Nell’immediato bisogna impedire a coloro che ci vogliono sottoporre al loro controllo l’esercizio del diritto all’opacità e al segreto di Stato. Mostrare i muscoli nei campi rom o nei luoghi pubblici è più facile che prendere di mira le eterne zone del non diritto: il club dei mercanti di armi, le mafie internazionali, per non dire di coloro che beneficiano dell’immunità politica, cioè le più alte sfere dello Stato. E possiamo accettare una istituzione che ieri aiutava gli jihadisti siriani e che, oggi, dichiara il lutto nazionale?”.
Anche in Italia stiamo assistendo alla sfilata di fascisti, razzisti e forcaioli, in compagnia di cardinali e di politici in doppio petto sostenitori di missioni di guerre dette umanitarie, della militarizzazione dei territori, di politiche antimmigrati, di massacri sociali. Costoro fanno appelli contro il terrorismo, giocano sulle paure (che contribuiscono ad alimentare), chiedono la pena di morte, additano le comunità immigrate come pericolose e fanatiche, in una parola, speculano sui fatti di Parigi, di cui sono stati obiettivo mortale nemici di ogni potere e di ogni sfruttamento, quindi avversari di quest’accozzaglia di ipocriti e cinici scarafaggi gracchianti.

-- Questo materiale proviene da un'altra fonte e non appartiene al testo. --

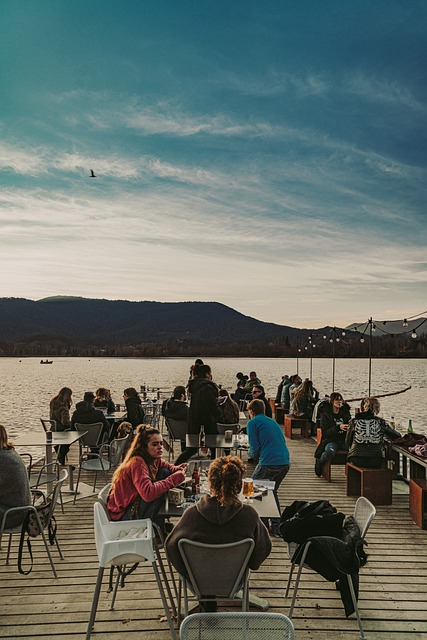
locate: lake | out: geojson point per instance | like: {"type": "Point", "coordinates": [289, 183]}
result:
{"type": "Point", "coordinates": [27, 386]}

Per il governo (per tutti i governi) una grande occasione di distrazione sulle porcate quotidiane che li contraddistinguono (corruzione in testa) e sui provvedimenti scellerati che impongono ai rispettivi popoli, un alibi per accentuare il controllo poliziesco sulla società e per manipolare l’insoddisfazione generale deviandola contro i più deboli e gli stranieri, compresi quelli che vivono accanto a noi.
Si esce da questa trappola accentuando la lotta per la libertà di espressione, contro le religioni, incubatrici di fanatismo, portatrici di divisioni e di odi, e contro ogni governo, per sua natura guerrafondaio e nemico di ogni forma di libertà.